This article features an article written by E. D. McKenzie for the Plaistow News in 1968. A former long time resident of Plaistow, Ed is a veteran of World War II (where he was a German POW) and the Korean conflict. Copies of his book, “Boys at War, Men at Peace”, can be purchased at the PHS museum.
It’s already been fifty years, old buddy, since you came home from France, unwrapped your leggings, “stacked” your thirty-ot-six, hung up your gas mask; and tried to break the habit of seeking cooties under your waistband. That was the World War to End All Wars that took place a couple of decades before they began to number them with Roman numerals.
And you, younger guys and girls, stopped getting “V Mail” twenty three years ago, although it seems like yesterday when you were bathing in your steel helmet, prying the mud off your GI shoes and trying to make K Rations taste like Mom’s cooking.
Korean vets? Oh yes, you were eating some of those same K rations left over from the big one that ended a few years earlier, probably using much of the surplus military equipment that didn’t get sold as scrap after 1945, remembering that “Hamburger Hill” was not a place to go for a snack but a place where you could bloody well get yourself killed.
Meanwhile, back here at home: The forty nine men of WWI were honored by a monument out in the park, with names inscribed on stone. The two 105 mm cannon shells that once framed it are now long gone, who knows where? Maybe they weren’t such a good reminder after all.

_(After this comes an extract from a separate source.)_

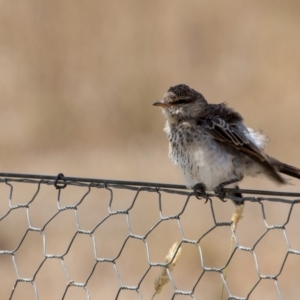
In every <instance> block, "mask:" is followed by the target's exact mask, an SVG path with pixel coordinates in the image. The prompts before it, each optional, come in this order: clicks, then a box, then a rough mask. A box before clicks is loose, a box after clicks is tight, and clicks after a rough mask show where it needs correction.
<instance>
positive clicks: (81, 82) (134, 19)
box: [0, 0, 300, 299]
mask: <svg viewBox="0 0 300 300" xmlns="http://www.w3.org/2000/svg"><path fill="white" fill-rule="evenodd" d="M299 15H300V3H299V1H277V0H272V1H270V0H269V1H263V2H262V1H258V0H257V1H247V2H245V1H238V0H231V1H228V0H225V1H214V0H202V1H179V0H173V1H155V2H153V1H138V0H132V1H94V0H92V1H89V2H83V1H78V0H72V1H58V0H51V1H32V0H28V1H13V2H12V1H1V2H0V101H1V110H0V128H1V130H0V141H1V170H2V171H3V172H4V171H5V172H18V173H21V172H24V173H39V174H51V175H55V174H58V173H59V172H63V173H64V174H65V175H68V176H80V177H96V178H107V179H120V180H122V179H123V180H125V179H126V180H139V181H155V182H170V183H171V182H172V183H173V182H174V183H175V182H176V183H181V182H182V181H181V177H180V174H179V172H178V171H177V169H176V168H174V167H173V166H172V165H171V163H170V162H169V160H168V158H167V141H166V137H165V135H164V133H163V132H162V129H163V125H164V118H163V116H162V115H161V113H160V111H159V110H158V109H157V108H154V107H152V106H151V104H152V102H154V101H156V100H158V99H160V98H161V97H162V96H163V94H164V93H165V91H166V90H167V89H168V88H169V86H171V85H174V84H178V83H187V84H189V85H191V86H192V87H194V88H196V89H197V90H199V91H201V92H202V93H203V94H204V95H205V96H206V98H207V99H208V100H209V101H210V102H214V103H218V102H223V101H226V102H228V103H229V105H230V106H232V107H234V108H235V109H237V110H238V111H239V112H241V114H243V115H244V116H245V119H246V123H247V125H248V126H251V127H254V128H256V129H263V130H264V132H265V133H266V134H267V135H268V136H269V137H270V138H271V144H270V146H269V148H268V152H269V153H270V154H271V155H273V156H275V157H277V158H279V159H281V160H283V161H285V162H287V163H290V164H293V165H298V166H300V157H299V147H300V139H299V129H300V121H299V99H300V88H299V81H300V72H299V65H300V39H299V27H300V18H299ZM293 183H294V185H289V186H287V187H282V188H280V190H286V191H297V190H299V187H300V184H299V183H298V182H297V181H293ZM242 187H249V188H251V187H252V188H261V189H279V187H277V186H275V185H273V184H271V183H269V182H268V181H266V180H245V181H244V183H243V184H242ZM4 194H5V192H4ZM48 194H51V191H50V189H49V191H48V192H45V195H48ZM71 194H72V193H71ZM72 195H77V194H76V193H75V192H74V194H72ZM53 197H54V196H53ZM130 197H131V196H130ZM145 197H148V196H145ZM149 197H150V196H149ZM6 199H7V198H3V199H2V201H1V205H4V206H6V207H7V202H6V201H7V200H6ZM171 200H172V199H171ZM45 201H46V200H45ZM174 201H175V200H173V202H172V201H169V202H168V205H169V206H170V207H171V210H172V209H175V208H174V206H175V207H176V205H177V204H174ZM4 202H5V204H3V203H4ZM50 202H51V200H49V205H50V206H51V203H50ZM38 203H39V202H38ZM106 204H107V203H106ZM95 205H96V202H95ZM139 205H140V206H138V207H139V210H137V213H136V218H137V224H139V225H137V228H139V226H141V227H143V226H144V225H142V222H143V221H144V220H148V218H151V216H152V215H155V216H156V214H157V207H154V206H153V210H145V208H144V207H143V202H139ZM148 205H149V204H148ZM216 206H217V207H219V210H220V214H221V215H222V216H226V217H224V221H228V218H230V215H231V212H232V209H233V206H232V205H231V204H228V205H226V208H224V206H225V205H224V204H220V205H219V204H216ZM191 207H192V208H194V209H195V208H196V207H197V210H196V211H194V209H192V208H191V209H190V211H189V212H187V214H188V213H190V215H189V216H185V218H186V219H185V221H184V222H186V223H187V228H189V229H188V230H190V234H191V235H192V236H197V234H199V227H197V226H196V225H195V224H198V226H204V225H203V224H204V223H205V222H204V221H205V220H207V219H205V218H207V216H205V214H203V210H206V209H208V208H203V207H204V205H203V203H201V204H199V202H197V201H195V202H193V206H191ZM198 207H199V208H198ZM85 209H86V215H88V216H90V215H93V213H94V212H93V211H94V209H95V208H94V207H93V206H92V205H91V206H90V207H88V206H87V207H85ZM146 211H147V214H146V213H145V212H146ZM282 211H283V209H282V207H281V206H278V205H276V207H275V205H274V207H272V206H271V205H270V216H271V218H274V222H275V223H276V222H277V221H278V220H277V219H276V218H277V217H279V218H281V217H282ZM47 212H48V206H47V208H45V206H43V205H39V206H38V211H37V212H36V214H37V215H39V216H43V215H47ZM200 215H201V216H203V218H202V219H201V220H202V221H203V222H202V221H201V222H199V220H198V221H197V219H198V216H200ZM250 216H251V217H250ZM48 217H49V216H48ZM97 218H99V216H95V220H96V219H97ZM139 218H140V219H139ZM38 220H39V219H38V218H37V222H38ZM138 220H139V221H138ZM247 220H248V223H246V222H247ZM16 221H18V222H19V219H17V218H15V219H14V220H13V221H12V224H15V222H16ZM210 221H211V220H210ZM243 221H244V224H248V226H249V227H250V228H251V229H249V227H246V226H244V227H243V225H241V232H243V231H242V230H245V231H246V233H245V235H247V237H249V238H250V239H251V237H252V238H253V239H254V240H255V237H256V235H255V232H256V231H257V228H256V226H257V224H260V223H262V218H261V214H260V213H259V208H258V206H256V205H253V204H251V205H250V204H249V205H247V207H246V208H245V220H242V223H243ZM20 222H21V220H20ZM66 222H67V221H66V220H61V223H60V224H61V225H60V226H63V227H64V226H67V225H66V224H67V223H66ZM139 222H140V223H139ZM207 222H209V220H207ZM200 223H201V224H202V225H201V224H200ZM149 224H152V223H149ZM260 225H261V228H262V229H263V225H262V224H260ZM20 226H21V225H19V224H18V225H17V227H20ZM40 226H41V225H40ZM57 226H59V225H57ZM114 226H115V227H114ZM114 226H112V227H110V228H112V230H111V231H110V233H109V234H110V235H108V236H105V235H104V236H103V239H104V240H105V239H108V238H109V239H111V238H112V237H111V235H117V234H118V233H119V230H122V229H119V228H118V226H117V225H116V224H115V225H114ZM149 226H150V225H149ZM59 228H61V227H58V229H59ZM172 228H173V227H170V228H165V229H161V230H162V232H161V235H162V236H161V237H160V239H159V242H157V243H155V247H154V246H153V247H154V248H155V249H156V250H153V251H157V253H159V254H158V256H157V259H158V260H161V261H163V260H164V257H165V255H166V253H167V251H168V248H169V247H170V246H171V245H172V244H173V243H174V242H175V241H176V238H178V233H177V235H176V234H174V239H175V240H174V239H173V238H170V239H169V238H168V239H167V241H166V239H165V237H164V235H163V233H164V232H165V234H167V235H168V236H169V235H170V233H169V232H168V230H170V232H172V231H171V229H172ZM298 228H299V223H298V224H297V222H295V224H294V226H293V227H292V229H291V231H292V232H294V233H295V236H296V237H297V236H298V237H299V230H297V229H298ZM146 229H147V228H146ZM146 229H145V230H146ZM148 229H149V227H148ZM239 229H240V228H238V230H239ZM70 230H71V229H70ZM163 230H165V231H163ZM247 230H248V231H247ZM220 231H222V230H220ZM5 232H6V230H5V229H3V228H2V229H0V235H2V236H5V241H6V235H7V232H6V233H5ZM54 232H55V231H54ZM200 232H202V229H201V230H200ZM251 233H253V235H251ZM222 235H223V234H222V233H221V232H220V234H219V235H217V234H216V235H215V237H214V238H213V237H212V238H211V240H210V242H209V243H208V246H207V249H208V250H207V251H208V257H213V256H212V254H213V253H214V251H216V249H217V248H218V244H216V242H217V241H218V242H219V241H220V236H222ZM274 235H276V234H275V233H274ZM212 236H213V235H212ZM228 237H230V234H228V232H227V235H226V238H228ZM7 239H8V240H7V243H9V236H8V237H7ZM241 239H243V235H242V234H241ZM3 240H4V238H2V241H3ZM226 240H228V239H226ZM61 241H62V243H64V242H65V241H64V236H63V235H62V236H61ZM277 241H278V239H277V238H276V237H275V238H274V241H273V242H274V245H275V246H274V247H272V248H271V249H270V248H269V250H270V251H271V252H273V251H275V250H274V249H277V248H278V249H279V250H278V251H279V252H280V249H281V248H280V247H281V246H279V245H278V243H277ZM252 242H253V241H252ZM2 243H3V244H5V243H4V242H2ZM295 243H297V238H295ZM82 245H85V244H84V242H83V243H82ZM82 247H85V246H82ZM79 248H80V247H78V249H79ZM185 248H186V249H185ZM282 248H284V246H282ZM298 249H299V248H298ZM194 250H195V249H194V248H193V249H189V247H188V246H186V247H183V250H182V261H185V262H186V264H187V265H188V266H189V267H190V269H192V270H193V271H189V272H190V274H194V275H193V276H194V277H195V276H196V275H195V274H198V273H197V272H199V264H198V262H197V253H196V251H195V252H193V251H194ZM225 250H226V251H225V252H226V254H227V251H228V250H227V247H225ZM78 251H81V250H78ZM87 251H90V249H89V250H87ZM262 251H263V250H262ZM276 251H277V250H276ZM276 251H275V252H276ZM278 251H277V252H278ZM24 252H25V253H24V255H29V254H30V253H31V252H32V248H30V247H29V248H28V251H24ZM75 252H76V251H75ZM277 252H276V253H277ZM88 253H90V252H88ZM185 253H186V254H185ZM188 253H189V254H188ZM141 255H142V256H143V258H144V259H145V253H144V252H143V251H142V254H141ZM243 255H244V256H245V257H246V258H245V257H244V260H242V262H243V263H245V268H247V259H248V260H249V259H251V258H249V256H250V255H248V256H247V255H246V254H244V253H242V254H241V256H243ZM278 255H279V254H278ZM225 256H226V255H225ZM71 257H72V256H71ZM135 257H139V254H138V253H135ZM276 257H277V256H276V255H275V254H274V255H273V256H272V258H273V259H274V261H276ZM73 259H74V261H75V259H76V255H75V256H74V258H73ZM211 259H213V258H211ZM133 261H134V260H133ZM53 264H55V262H53ZM57 264H58V263H57ZM270 264H272V263H271V262H270ZM50 265H51V263H49V266H50ZM125 265H126V264H125ZM178 265H180V262H179V263H178ZM184 265H185V264H184V263H183V262H182V270H183V271H182V272H183V274H184V271H186V269H185V268H184ZM252 265H253V264H252ZM292 265H293V266H294V268H292V270H293V271H291V273H290V274H286V275H287V280H286V282H288V283H289V284H290V286H289V288H288V289H287V294H286V295H288V296H286V298H285V299H296V298H297V299H298V297H299V293H298V296H294V298H293V292H295V290H296V289H298V292H299V287H297V286H296V284H295V282H296V277H295V276H296V275H295V274H298V278H299V268H300V262H299V260H298V261H296V260H295V263H293V264H292ZM85 266H86V264H83V265H82V268H83V269H84V267H85ZM134 266H136V267H138V266H139V263H137V264H135V265H134ZM295 266H298V267H297V268H296V267H295ZM178 267H180V266H178ZM57 268H59V267H57ZM74 268H75V267H74ZM124 269H126V268H125V267H124ZM175 269H176V268H175ZM232 269H234V267H232ZM3 270H5V271H4V273H3ZM133 270H134V268H133V267H132V266H131V269H130V271H131V272H128V278H131V277H130V276H133V277H134V276H136V275H134V274H133V273H134V271H133ZM110 271H111V270H110ZM110 271H107V270H104V271H103V272H108V273H107V274H108V275H107V276H106V277H105V278H106V279H103V275H101V274H103V273H101V272H100V273H99V276H100V277H99V278H102V280H103V282H105V284H103V283H101V280H99V281H97V278H96V279H95V278H94V287H98V289H97V288H94V289H95V292H94V293H95V294H94V295H97V296H94V298H96V299H113V298H114V296H113V295H115V294H114V292H112V290H111V289H112V287H113V284H111V280H110V277H109V276H110V275H109V274H110V273H109V272H110ZM60 272H62V271H61V269H59V271H57V272H55V270H54V271H53V270H52V269H51V267H49V272H48V273H50V274H52V273H55V274H56V273H57V274H60ZM193 272H194V273H193ZM297 272H298V273H297ZM48 273H47V272H45V273H44V276H45V280H44V281H41V283H40V285H41V287H40V289H42V291H44V292H42V294H43V297H41V299H58V298H59V297H60V296H59V295H60V294H59V293H58V292H57V289H56V286H57V282H56V281H55V282H52V281H51V280H54V279H57V278H58V276H59V275H57V276H56V275H55V278H52V277H51V276H50V275H49V274H48ZM156 273H157V272H156V271H154V272H153V274H152V275H153V276H152V278H150V279H149V286H148V287H146V288H145V294H146V295H147V296H145V299H148V298H149V297H150V295H152V294H153V293H152V289H153V286H150V284H152V282H153V281H154V278H155V276H156ZM245 273H246V275H245V277H244V279H243V281H238V280H239V279H240V278H241V276H239V277H238V278H235V279H233V281H234V280H237V281H238V286H239V287H240V288H241V289H242V290H243V289H244V290H243V291H244V292H245V282H248V279H247V278H248V277H247V276H248V275H249V274H250V273H251V272H250V271H249V272H248V271H245ZM11 274H13V271H12V272H11ZM111 274H112V275H111V276H113V272H111ZM60 275H62V274H60ZM289 275H291V277H288V276H289ZM14 276H15V275H14ZM27 276H30V274H29V275H27ZM178 276H180V274H179V275H178ZM209 276H211V278H210V277H209ZM214 276H215V277H214ZM249 276H250V275H249ZM1 278H8V276H7V269H3V268H2V275H1ZM62 278H63V276H62ZM134 278H136V277H134ZM213 279H216V280H219V277H218V275H215V274H212V275H208V277H207V281H205V282H206V283H207V284H206V285H204V286H203V285H201V286H202V288H204V290H209V287H211V286H212V282H213ZM63 280H65V279H62V281H63ZM81 280H84V279H82V278H81ZM105 280H106V281H105ZM297 280H298V279H297ZM10 282H11V281H10ZM182 282H183V283H184V282H187V277H186V275H185V276H183V277H182ZM219 283H220V282H219ZM293 283H294V285H292V284H293ZM64 284H65V283H64ZM64 284H63V285H62V286H65V285H64ZM132 284H136V283H134V282H132ZM268 284H269V282H267V283H266V284H265V286H264V285H262V286H263V287H262V288H261V289H259V292H257V293H256V296H255V295H254V296H253V299H275V298H276V296H275V295H274V294H268V291H269V290H270V287H269V285H268ZM290 287H291V288H290ZM114 288H116V283H115V282H114ZM199 290H200V288H199ZM3 291H5V292H3V293H4V294H3V295H2V296H1V299H5V298H7V295H8V293H9V291H10V288H7V287H5V288H4V289H3ZM26 291H27V290H26ZM59 291H60V292H61V289H60V290H59ZM246 291H247V289H246ZM236 292H237V293H238V292H240V290H238V291H236ZM0 293H1V292H0ZM28 293H29V294H28V296H27V298H26V299H32V298H30V297H32V290H31V289H30V291H29V292H28ZM30 293H31V294H30ZM105 293H107V294H105ZM170 293H171V289H170ZM207 293H208V294H205V293H204V295H205V296H203V294H201V292H200V291H199V297H201V299H202V298H203V297H205V299H219V298H218V295H219V293H217V296H216V295H215V294H213V293H212V294H209V292H207ZM18 295H19V296H18ZM24 295H25V292H23V293H22V292H21V293H20V294H16V298H15V299H25V298H24ZM26 295H27V294H26ZM29 295H31V296H29ZM148 295H149V297H148ZM167 295H168V293H167V292H166V294H164V296H163V297H166V298H165V299H168V296H167ZM135 296H136V295H134V297H135ZM18 297H19V298H18ZM71 298H72V299H85V296H84V294H80V292H76V293H74V294H73V295H72V296H71V295H70V298H68V299H71ZM94 298H92V299H94ZM121 298H122V299H134V298H133V294H130V293H128V294H127V293H126V292H125V293H124V294H123V295H122V297H121ZM176 299H177V298H176ZM178 299H181V298H178Z"/></svg>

Artillery fire, muddy trenches and poison gas were some of their worst nightmares.
The wooden plaque inside town hall names one hundred and seventy who were scattered all over the world in regions strangely called “Theaters”, such as European, China-Burma-India, and so on. The woodlot out behind the Pollard School was designated as Veteran’s Memorial Park and was actually cleared and developed by many of the vets it was to commemorate but they liked that idea of a “living memorial” for future generations. As the town grew and students numbers increased the “memorial” became a site for building expansion and children’s playground.
There are one hundred and one names on the base of the statue of the Civil War soldier, and the two “field pieces” with two stacks of cannon balls became somewhat of a playground also, until the iron balls were welded together. That was to discourage their being rolled down the sidewalk aimed toward the flagpole. (Fortunately, all missed) Another war memorial, the pair of Hotchkiss machine guns as used by the Yanks in France stand there in front of the American Legion Post Home. They were intended in part to remind us of the “new weapon” the Germans used to decimate the advancing masses of troops as they came “over the top” out of their trenches and into “no man’s land”.
Right now there are many young people in their country’s service again, with more being called up each month to be sent once again to foreign soil. A few are saying things like, “Hell no. I won’t go!”; something unheard of in prior wars. Will there still be names inscribed on monuments after this or will that practice have ended? We try not to draw conclusions or moral philosophies from these observations, other than that we do not want to forget any of these people who came forward when called upon, all in which most historians agree were for “a good cause”.
Some may feel that Memorial Days are unneeded now, but we can’t help feeling that if it was us lying there under those U.S. flags and floral tributes on this day, then we would like the practice to continue.